# ¡¡Soy Yo y los 5000!!



## Rayines

Have I missed something, or we haven't congratulated him yet?
*¡¡Congratulations Soy Yo!!  *


(Please, if the thread was already written, feel free to delete it...glup)


----------



## América

*Soy Yo (eres tu???). Muchas gracias por las 5000 veces que has aprotado en el foro, y gracias por las veces que me ayudaste de manera directa (e indirecta al ayudar a otros con mis mismas dudas).*


----------



## lazarus1907

Voy a intentar abstenerme de hacer un juego de palabras con tu seudónimo, porque supongo que estarás ya cansado de oírlos, así que te felicitaré a secas.

¡Enhorabuena!


----------



## Venezuelan_sweetie

T'zup, Soy yo!

Congrats, fella!  See you around...


----------



## piripi

Congratulations on your 5th postiversary, Soy Yo!!  Your posts are always well thought-out, polite, and helpful…looking forward to the next 5,000! 

*¡¡Muchísimas gracias!!*


----------



## roxcyn

"Soy yo,"  felicitaciones


----------



## frida-nc

Thank you, Soy Yo, for every great, helpful translation  you've added to the WordReference treasury.  We're lucky to have you, your dedication, and your enormous command of Spanish, with us.
¡Gracias!


----------



## Soledad Medina

Me complace felicitarte por tus valiosos aportes.  He aprendido muchísimo leyendo tus hilos.  Eres increíble.
¡Ojalá que lleguen muchos más!!!  Felicidades.
Con el cariño de
Soledad


----------



## loladamore

Wow! *5000*!! 

5000 thanks for all your fantastic posts!

I hope this doesn't all apply, but here's *a certificate for you*.​ 
Muchos saludos, 

Lola.
​


----------



## DCPaco

¡Felicidades Soy Yo!

Paco


----------



## fenixpollo

Is it just me, or are you one of the key members of the forum?  
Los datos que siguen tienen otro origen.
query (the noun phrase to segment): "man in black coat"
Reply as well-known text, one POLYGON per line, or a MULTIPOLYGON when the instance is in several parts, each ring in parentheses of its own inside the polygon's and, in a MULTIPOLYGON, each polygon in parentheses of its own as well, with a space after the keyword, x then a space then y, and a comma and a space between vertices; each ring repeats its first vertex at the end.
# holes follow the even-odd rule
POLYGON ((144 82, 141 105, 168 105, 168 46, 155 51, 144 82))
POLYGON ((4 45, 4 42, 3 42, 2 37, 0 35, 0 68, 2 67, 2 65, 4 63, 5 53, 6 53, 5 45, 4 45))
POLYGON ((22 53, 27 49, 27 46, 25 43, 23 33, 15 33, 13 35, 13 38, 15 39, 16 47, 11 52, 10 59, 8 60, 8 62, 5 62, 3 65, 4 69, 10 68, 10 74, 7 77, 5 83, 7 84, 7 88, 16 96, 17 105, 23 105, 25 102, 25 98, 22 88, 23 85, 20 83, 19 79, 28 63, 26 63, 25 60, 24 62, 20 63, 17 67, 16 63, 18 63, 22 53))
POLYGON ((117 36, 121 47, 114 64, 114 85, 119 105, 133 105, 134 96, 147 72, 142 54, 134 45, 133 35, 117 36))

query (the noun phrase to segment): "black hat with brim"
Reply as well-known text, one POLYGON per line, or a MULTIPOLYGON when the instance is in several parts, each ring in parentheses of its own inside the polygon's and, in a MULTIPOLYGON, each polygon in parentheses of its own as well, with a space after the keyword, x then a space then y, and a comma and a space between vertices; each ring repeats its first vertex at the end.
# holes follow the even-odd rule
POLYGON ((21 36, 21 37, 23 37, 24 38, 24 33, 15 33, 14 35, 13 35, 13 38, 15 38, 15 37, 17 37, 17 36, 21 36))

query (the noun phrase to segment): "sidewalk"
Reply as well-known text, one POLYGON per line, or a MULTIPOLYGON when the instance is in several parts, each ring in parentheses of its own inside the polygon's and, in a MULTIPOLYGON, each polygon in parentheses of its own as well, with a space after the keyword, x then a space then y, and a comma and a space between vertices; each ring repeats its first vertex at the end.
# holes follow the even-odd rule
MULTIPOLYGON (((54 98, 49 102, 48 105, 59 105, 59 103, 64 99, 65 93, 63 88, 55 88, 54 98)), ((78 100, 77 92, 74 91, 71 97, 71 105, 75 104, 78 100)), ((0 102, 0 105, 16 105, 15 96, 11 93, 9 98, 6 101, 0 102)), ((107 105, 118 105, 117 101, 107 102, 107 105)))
No, it's not me, it is I... I mean, you... Soy Yo!

Congrats, Yo.


----------



## Chaska Ñawi

Congratulations, and many thanks, Soy Yo ... I mean, I'm Me ... well, you know who I mean!

*Felicidades!*


----------



## Sparrow22

*Hey, Soy yo !!!!! (que no soy yo !!!!! ) he tenido la suerte de compartir varios hilos contigo, y de recibir también muchísimas ayudas tuyas. *

*Por eso : HAPPY POSTIVERSARY !!!!!!!!!* 

AND THANKS !!!!!!


----------



## Soy Yo

loladamore said:


> Wow! *5000*!!​
> 
> 
> 5000 thanks for all your fantastic posts!​
> I hope this doesn't all apply, but here's *a certificate for you*.​
> Muchos saludos,​
> Lola.​
> ​


 
It probably applies...unless I have to know something about computers and tecnology to qualify as a "nerd".

By the way... thanks to EVERYONE...obviously I enjoy being amongst you.  And I have learned sooooo much.  If I could only remember it all!


----------



## Honeypum

Siento llegar tarde... ¡enhorabuena por los 5000+ posts!


----------



## Mate

Soy Yo es gringo respetado

Por todos en estos foros.

Gaitas, tanos y hasta godos

Hoy le rinden su homenaje:

¡Valor, hermano!...¡coraje!

*Y ¡GRACIAS!, en nombre de todos.*


*Ces't Moi: *

*Muchas felicidades y gracias de verdad *

*Mateamargo*


----------



## speedier

I'll drink to that!


----------